In 1991, the city made an aggressive play for a $1 billion United Airlines maintenance facility that would employ 7,000. The substantial package of incentives pushed it ahead of Denver and Louisville into the final two. However, United ultimately cited the perception of a lower quality of life in Oklahoma City as a factor in their decision to choose Indianapolis. This was demoralizing at best, humiliating at worst. 

But that loss turned out to be the jolt that Oklahoma City needed—a wake-up call that laid the foundation for one of the most remarkable urban renaissances in modern American history.

Bricktown Canal.
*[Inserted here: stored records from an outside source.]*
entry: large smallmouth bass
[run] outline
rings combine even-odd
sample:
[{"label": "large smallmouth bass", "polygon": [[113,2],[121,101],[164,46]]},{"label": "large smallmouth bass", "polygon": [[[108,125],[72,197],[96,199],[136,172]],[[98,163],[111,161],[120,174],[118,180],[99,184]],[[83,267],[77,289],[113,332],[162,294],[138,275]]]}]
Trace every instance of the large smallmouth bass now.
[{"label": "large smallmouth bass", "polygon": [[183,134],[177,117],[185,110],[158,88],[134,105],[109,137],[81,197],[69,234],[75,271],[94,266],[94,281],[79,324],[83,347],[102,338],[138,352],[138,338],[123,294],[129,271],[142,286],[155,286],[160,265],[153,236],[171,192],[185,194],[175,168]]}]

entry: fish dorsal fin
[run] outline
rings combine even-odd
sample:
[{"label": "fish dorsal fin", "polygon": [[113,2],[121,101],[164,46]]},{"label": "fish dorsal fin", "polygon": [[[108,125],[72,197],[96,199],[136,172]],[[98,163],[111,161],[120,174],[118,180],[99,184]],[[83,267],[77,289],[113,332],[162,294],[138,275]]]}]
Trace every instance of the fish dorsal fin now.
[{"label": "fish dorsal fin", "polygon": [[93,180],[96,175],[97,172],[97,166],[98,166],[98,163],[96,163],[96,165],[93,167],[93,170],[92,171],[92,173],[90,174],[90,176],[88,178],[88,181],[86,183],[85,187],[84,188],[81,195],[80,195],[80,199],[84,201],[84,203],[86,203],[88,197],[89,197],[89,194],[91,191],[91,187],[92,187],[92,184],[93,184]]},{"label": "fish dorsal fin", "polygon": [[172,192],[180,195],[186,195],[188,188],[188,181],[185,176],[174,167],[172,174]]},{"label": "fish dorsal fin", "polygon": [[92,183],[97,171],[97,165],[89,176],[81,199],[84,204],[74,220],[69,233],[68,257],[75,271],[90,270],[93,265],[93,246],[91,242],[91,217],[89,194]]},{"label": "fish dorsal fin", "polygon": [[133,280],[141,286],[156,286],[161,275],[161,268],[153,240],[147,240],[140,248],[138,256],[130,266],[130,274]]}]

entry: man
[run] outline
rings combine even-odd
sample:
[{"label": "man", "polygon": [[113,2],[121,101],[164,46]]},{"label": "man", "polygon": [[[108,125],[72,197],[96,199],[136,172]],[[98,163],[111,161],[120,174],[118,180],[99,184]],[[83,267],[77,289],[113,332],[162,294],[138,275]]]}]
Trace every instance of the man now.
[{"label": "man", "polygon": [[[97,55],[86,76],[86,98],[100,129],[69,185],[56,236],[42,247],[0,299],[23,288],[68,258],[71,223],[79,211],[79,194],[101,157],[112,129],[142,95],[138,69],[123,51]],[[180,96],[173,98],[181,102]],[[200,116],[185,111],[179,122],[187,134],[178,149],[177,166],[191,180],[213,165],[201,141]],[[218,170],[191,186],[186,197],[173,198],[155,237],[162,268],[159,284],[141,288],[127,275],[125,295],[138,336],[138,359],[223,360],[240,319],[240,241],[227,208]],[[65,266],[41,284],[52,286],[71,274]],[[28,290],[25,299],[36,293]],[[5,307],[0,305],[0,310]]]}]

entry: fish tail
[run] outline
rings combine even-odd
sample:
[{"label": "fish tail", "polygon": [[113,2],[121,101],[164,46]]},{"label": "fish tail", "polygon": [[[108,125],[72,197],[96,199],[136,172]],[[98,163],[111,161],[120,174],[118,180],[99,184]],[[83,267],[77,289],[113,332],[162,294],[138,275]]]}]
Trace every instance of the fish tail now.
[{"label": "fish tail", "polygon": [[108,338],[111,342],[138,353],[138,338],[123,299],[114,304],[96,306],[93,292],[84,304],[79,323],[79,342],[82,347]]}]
Photo credit: Kerwin Moore.

Today, Oklahoma City is home to a thriving downtown, a vibrant arts scene, a growing tech and energy economy, and the pride of the NBA’s Oklahoma City Thunder. But back then, the city was frequently overlooked—a sprawling place with no cohesive sense of identity or forward motion. The United Airlines rejection wasn’t just about jobs; it was about being seen. And Oklahoma City had been found lacking.
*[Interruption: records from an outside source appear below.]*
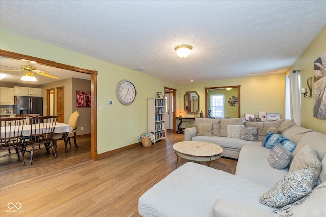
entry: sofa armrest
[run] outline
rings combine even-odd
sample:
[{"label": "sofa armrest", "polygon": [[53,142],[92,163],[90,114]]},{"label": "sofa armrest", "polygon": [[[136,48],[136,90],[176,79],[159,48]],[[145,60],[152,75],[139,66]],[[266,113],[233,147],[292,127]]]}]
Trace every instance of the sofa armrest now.
[{"label": "sofa armrest", "polygon": [[212,210],[213,217],[271,217],[271,213],[265,213],[243,205],[222,198],[218,199]]},{"label": "sofa armrest", "polygon": [[184,129],[184,141],[192,141],[192,138],[197,134],[197,127],[185,128]]}]

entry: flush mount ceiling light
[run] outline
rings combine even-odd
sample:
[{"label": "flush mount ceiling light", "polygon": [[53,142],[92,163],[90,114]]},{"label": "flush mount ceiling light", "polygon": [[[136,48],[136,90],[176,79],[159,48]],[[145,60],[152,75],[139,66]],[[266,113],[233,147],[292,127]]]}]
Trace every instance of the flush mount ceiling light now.
[{"label": "flush mount ceiling light", "polygon": [[31,71],[26,71],[24,75],[21,77],[22,81],[36,81],[36,78],[34,77],[34,74]]},{"label": "flush mount ceiling light", "polygon": [[188,44],[180,44],[174,48],[177,52],[177,55],[181,58],[185,58],[188,56],[192,49],[193,46]]}]

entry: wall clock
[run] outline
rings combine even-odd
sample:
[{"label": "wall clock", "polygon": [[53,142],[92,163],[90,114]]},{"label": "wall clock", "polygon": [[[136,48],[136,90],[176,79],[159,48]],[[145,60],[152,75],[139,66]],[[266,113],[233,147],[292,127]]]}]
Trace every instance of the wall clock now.
[{"label": "wall clock", "polygon": [[136,88],[128,80],[122,80],[117,84],[116,94],[118,100],[123,105],[130,105],[136,98]]}]

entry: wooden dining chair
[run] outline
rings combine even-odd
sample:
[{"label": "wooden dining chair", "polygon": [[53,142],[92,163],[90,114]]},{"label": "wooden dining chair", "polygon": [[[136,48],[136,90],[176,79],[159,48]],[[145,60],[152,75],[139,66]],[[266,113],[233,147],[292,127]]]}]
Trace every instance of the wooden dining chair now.
[{"label": "wooden dining chair", "polygon": [[[72,130],[69,132],[68,135],[68,141],[69,143],[69,145],[71,146],[71,142],[70,141],[71,138],[73,138],[73,142],[75,143],[75,147],[76,148],[78,148],[77,146],[77,141],[76,139],[76,130],[77,130],[77,125],[80,117],[80,114],[78,111],[75,111],[70,115],[69,120],[68,122],[68,124],[71,126],[72,127]],[[64,138],[64,134],[55,134],[54,137],[56,140],[60,140],[63,139]]]},{"label": "wooden dining chair", "polygon": [[[57,116],[43,116],[30,118],[31,134],[29,139],[24,142],[22,151],[23,156],[26,151],[31,153],[30,165],[32,165],[35,150],[46,149],[46,152],[49,154],[50,148],[52,148],[55,157],[57,158],[57,147],[53,143],[53,135],[57,118]],[[41,147],[41,144],[44,144],[45,147]],[[28,150],[30,146],[31,146],[30,150]]]},{"label": "wooden dining chair", "polygon": [[23,166],[25,166],[22,154],[22,129],[24,122],[25,118],[0,118],[0,150],[8,150],[8,153],[0,157],[11,155],[10,149],[15,149]]}]

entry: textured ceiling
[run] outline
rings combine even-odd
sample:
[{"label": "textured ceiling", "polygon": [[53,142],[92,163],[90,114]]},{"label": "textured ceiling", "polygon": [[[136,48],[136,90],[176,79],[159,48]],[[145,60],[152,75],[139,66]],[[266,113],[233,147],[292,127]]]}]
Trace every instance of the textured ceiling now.
[{"label": "textured ceiling", "polygon": [[284,73],[325,24],[325,1],[0,0],[3,30],[179,83]]}]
Rather than wallow in defeat, city leaders asked a hard question: Why didn’t we win? The answers were stark. Oklahoma City lacked the cultural infrastructure, urban amenities, and quality-of-life features that top-tier cities offered. In response, local leaders proposed an ambitious vision—MAPS, or Metropolitan Area Projects. Unveiled in 1993, MAPS was a bold, citizen-funded initiative to revitalize the city through strategic investments in sports, arts, entertainment, and infrastructure. The people of Oklahoma City voted to temporarily raise their sales tax to transform their city. 
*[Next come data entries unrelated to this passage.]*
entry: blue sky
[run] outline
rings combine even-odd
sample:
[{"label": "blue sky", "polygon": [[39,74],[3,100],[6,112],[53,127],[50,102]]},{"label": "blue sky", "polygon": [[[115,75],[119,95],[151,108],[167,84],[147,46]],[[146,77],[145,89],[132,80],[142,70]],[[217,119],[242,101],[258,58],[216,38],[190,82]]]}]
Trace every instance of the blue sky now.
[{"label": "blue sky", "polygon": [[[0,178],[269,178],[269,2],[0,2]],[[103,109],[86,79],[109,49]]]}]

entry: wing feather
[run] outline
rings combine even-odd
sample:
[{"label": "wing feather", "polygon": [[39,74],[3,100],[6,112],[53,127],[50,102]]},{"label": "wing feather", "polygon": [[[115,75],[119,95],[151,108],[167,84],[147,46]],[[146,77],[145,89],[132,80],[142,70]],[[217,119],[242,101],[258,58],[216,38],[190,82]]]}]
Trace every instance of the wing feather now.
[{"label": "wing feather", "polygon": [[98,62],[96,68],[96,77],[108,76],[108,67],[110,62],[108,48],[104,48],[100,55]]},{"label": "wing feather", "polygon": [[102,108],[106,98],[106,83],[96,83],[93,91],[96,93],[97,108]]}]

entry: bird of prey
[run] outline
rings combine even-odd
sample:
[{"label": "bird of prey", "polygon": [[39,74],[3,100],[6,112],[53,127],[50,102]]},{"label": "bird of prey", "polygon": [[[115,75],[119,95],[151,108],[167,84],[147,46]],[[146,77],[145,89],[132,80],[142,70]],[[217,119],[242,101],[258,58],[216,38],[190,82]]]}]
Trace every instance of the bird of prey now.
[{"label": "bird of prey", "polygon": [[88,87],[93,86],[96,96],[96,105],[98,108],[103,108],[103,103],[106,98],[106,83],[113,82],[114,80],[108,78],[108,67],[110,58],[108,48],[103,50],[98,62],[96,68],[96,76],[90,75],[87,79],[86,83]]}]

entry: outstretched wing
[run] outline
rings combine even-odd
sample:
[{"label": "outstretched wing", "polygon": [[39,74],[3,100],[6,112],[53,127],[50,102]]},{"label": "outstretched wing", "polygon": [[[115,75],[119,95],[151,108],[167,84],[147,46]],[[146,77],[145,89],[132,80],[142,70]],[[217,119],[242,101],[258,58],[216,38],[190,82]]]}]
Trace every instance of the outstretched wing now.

This was not merely a beautification effort; it was a complete reimagining of what Oklahoma City could be. The city built a new ballpark, a state-of-the-art arena, a canal through a revived Bricktown entertainment district, and eventually a sparkling new downtown library and civic center. The MAPS program turned skeptics into believers and instilled a civic pride that had long been missing.

April 1993 headlines about the Oklahoma City Bombing.

Then came tragedy. On April 19, 1995, the Oklahoma City bombing killed 168 people and shook the city to its core. But even in the face of unthinkable horror, the people of Oklahoma City responded not with fear, but with unity. The bombing brought neighbors together in a profound way, reinforcing the very civic spirit that MAPS had ignited. From the ashes, Oklahoma City emerged not just resilient, but determined.

This combined civic awakening and emotional solidarity set the stage for something once unimaginable: a professional sports franchise. In 2008, the Seattle SuperSonics relocated to Oklahoma City and became the Thunder. Far from an outlier, the NBA’s arrival was the logical conclusion of decades of work to rebrand and rebuild a city that had once been overlooked.

You might say that the OKC Thunder avenged a loss that happened before the players were even born, and they did so in the heart of a proud, booming city that refused to accept that loss lying down.